Per affrontare il tema dell'immigrazione è auspicabile un piano strategico e organizzativo. Prescindendo dagli aspetti relativi ai flussi clandestini e alla criminalità - che vanno risolti attraverso trattati e leggi, come avviene per esempio in Germania - la questione si presta a tre ordini di valutazione, due economici e uno sociale. È infatti necessario stabilire quanto il flusso immigratorio sia necessario per ripristinare l'equilibrio previdenziale del Paese ospitante (soprattutto per le pensioni), quanto sia dovuto a esigenze insoddisfatte di mano d'opera, senza la quale un Paese non sopravvivrebbe, quanto infine sia attribuibile a criteri di solidarietà.
Riguardo al primo punto si ha l'impressione che in alcuni Paesi europei la necessità di immigrazione per raggiungere valori sufficienti a riequilibrare il deficit di nascite - e perciò di popolazione attiva capace e disposta entro il prossimo quindicennio a pagare le pensioni alla popolazione non più attiva - sia stata sottostimata anche di qualche milione di persone.
Riguardo al secondo punto, per esempio in Italia si è ormai capito che senza le collaboratrici familiari e i lavoratori manuali per le imprese del nord il Paese avrebbe gravi difficoltà.

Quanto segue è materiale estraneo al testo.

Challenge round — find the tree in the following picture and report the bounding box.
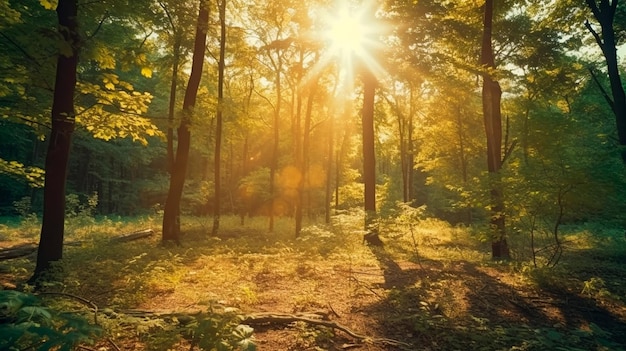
[585,0,626,164]
[31,0,81,281]
[162,0,209,244]
[212,0,226,235]
[361,70,378,236]
[480,0,510,259]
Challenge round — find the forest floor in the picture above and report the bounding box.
[0,217,626,351]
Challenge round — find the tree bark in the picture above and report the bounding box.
[162,0,209,244]
[480,0,510,259]
[585,0,626,164]
[31,0,80,281]
[361,69,376,239]
[211,0,226,235]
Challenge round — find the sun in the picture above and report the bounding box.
[326,5,369,56]
[323,0,384,82]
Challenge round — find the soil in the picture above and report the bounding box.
[0,231,626,351]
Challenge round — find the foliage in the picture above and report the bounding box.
[187,306,256,351]
[0,290,101,351]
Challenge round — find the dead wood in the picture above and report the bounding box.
[241,312,411,348]
[0,229,154,261]
[0,243,37,261]
[113,310,411,350]
[111,229,154,243]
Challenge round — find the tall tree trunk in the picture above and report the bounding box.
[162,0,209,243]
[480,0,510,259]
[585,0,626,164]
[167,33,181,175]
[211,0,226,235]
[296,78,317,237]
[361,69,378,239]
[31,0,80,281]
[268,53,283,232]
[324,110,335,224]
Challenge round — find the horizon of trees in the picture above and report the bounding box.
[0,0,626,278]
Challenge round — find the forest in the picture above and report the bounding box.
[0,0,626,351]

Gli immigrati impiegati nelle aziende del meridione fanno inoltre comprendere che spesso il lavoro non manca, se non viene sostituito da artificiali alternative assistenzialistiche, dannose e diseducative.
Il tema della solidarietà merita poi una riflessione approfondita. In tempi di migrazioni, essa deve infatti dirigersi verso le popolazioni perseguitate e affamate che cercano rifugio, ma deve tenere conto anche della fascia più debole della popolazione del Paese che accoglie.
In alcuni Paesi europei si è studiata e si sta sperimentando la possibilità di gestire il fenomeno migratorio secondo elementi che potrebbero assicurare benefici sia per la popolazione immigrante sia per il Paese che la riceve. Ciò può avvenire disegnando una mappa strategica di immigrazione basata su legami culturali e linguistici e su rapporti economici di reciprocità. In base a questi criteri - che ovviamente devono combinare le libertà individuali con le esigenze di una maggiore integrazione, anche culturale - la Spagna potrebbe ad esempio favorire l'immigrazione dai Paesi latinoamericani; la Germania quella dai Paesi dell'Est europeo, la Francia l'immigrazione dall'Africa settentrionale, e così via.
Per altri Paesi questa integrazione privilegiata potrebbe essere favorita puntando piuttosto sui valori condivisi. Può ad esempio essere il caso di quelle popolazioni, soprattutto africane, che per diversi motivi storici non sono ora lontane dalle culture e dalle lingue europee. Queste popolazioni rappresentano un potenziale immigratorio elevato e prezioso che permetterebbe di realizzare una politica di inserimento più facile e reciprocamente arricchente.
Questa soluzione avrebbe inoltre in sé una potenziale sinergia strategica perché potrebbe risolvere il problema di aiuto economico imprenditoriale ai Paesi di origine, grazie al possibile successivo ritorno dell'immigrato in patria. Si tratta in definitiva di un legame privilegiato tra Nazioni, da realizzare con scelte coraggiose e concrete. Ciò potrebbe inoltre concorrere a risolvere i problemi - oggi difficilmente risolvibili - di molti Paesi, soprattutto dell'Africa, che rischiano di diventare vittime di un nuovo colonialismo. Questa volta asiatico.